Partnerschaften und Koproduktionen eröffnen neue kreative Räume und ermöglichen auch nochmal andere finanzielle Budgets. Nicht nur mit Streamern. Wir freuen uns auch sehr über New8, unsere Partnerschaft mit anderen öffentlich-rechtlichen Anstalten aus Europa, wo wir gemeinsam acht Serien koproduzieren. Unser erster Beitrag in diesem Rahmen ist „Push“. Gleiches gilt für die „European Alliance“ oder unsere strategische Partnerschaft mit der BBC. Für Kooperationen mit Streamern sind wir offen und setzen es zum Beispiel mit Prime Video bei der gemeinsamen Produktion von „The Assassin“ schon um. Bei „KranK“ arbeiten wir mit Apple TV+ zusammen. Da eröffnen sich Chancen und Möglichkeiten einer neuen Effizienz im Sinne der Beitragszahlerinnen und Beitragszahler.

Über die Bemühungen im Fiktionalen haben wir jetzt ausführlich gesprochen. Steht dann 2025 die Programmmodernisierung in der non-fiktionalen Unterhaltung auf der ToDo-Liste?

(lacht) Ich würde die Behauptung, wir wären da nicht gut aufgestellt, sofort zurückweisen. Wir haben fortlaufende Flaggschiffe wie die „heute-Show“. „Die Anstalt“ war für den Fernsehpreis nominiert.
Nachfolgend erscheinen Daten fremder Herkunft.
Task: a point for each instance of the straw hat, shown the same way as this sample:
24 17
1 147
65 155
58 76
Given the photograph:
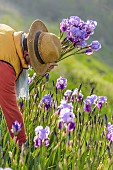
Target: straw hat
43 47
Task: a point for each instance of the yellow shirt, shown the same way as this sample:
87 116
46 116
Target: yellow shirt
11 48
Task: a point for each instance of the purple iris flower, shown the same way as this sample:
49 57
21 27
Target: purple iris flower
89 101
67 94
5 168
37 142
65 105
66 116
64 25
95 45
47 101
47 76
92 98
81 43
110 132
29 80
41 132
100 101
41 136
88 51
61 83
77 95
16 127
60 125
71 126
87 105
74 20
91 26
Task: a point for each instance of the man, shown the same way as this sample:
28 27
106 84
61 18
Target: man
18 50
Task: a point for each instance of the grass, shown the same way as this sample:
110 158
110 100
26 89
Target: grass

Und einen Fernsehpreis bekommen hat „Lass dich überwachen“, das wir von ZDFneo in die Primetime des Hauptprogramms geholt haben. Eine Auszeichnung gab es auch für das Factual „Buchstäblich leben“. Und die „Terra X-Show“ neuer Machart haben wir ja bereits angekündigt. Castingshow meets Wissenschaft meets Reise um die Welt - in öffentlich-rechtlich. Neben neuen Formaten geht es natürlich auch darum, weiterhin neue Köpfe ins Programm zu holen, das ist eine stetig laufende Aufgabe - nicht erst in 2025.

Frau Bilke, herzlichen Dank für das Gespräch.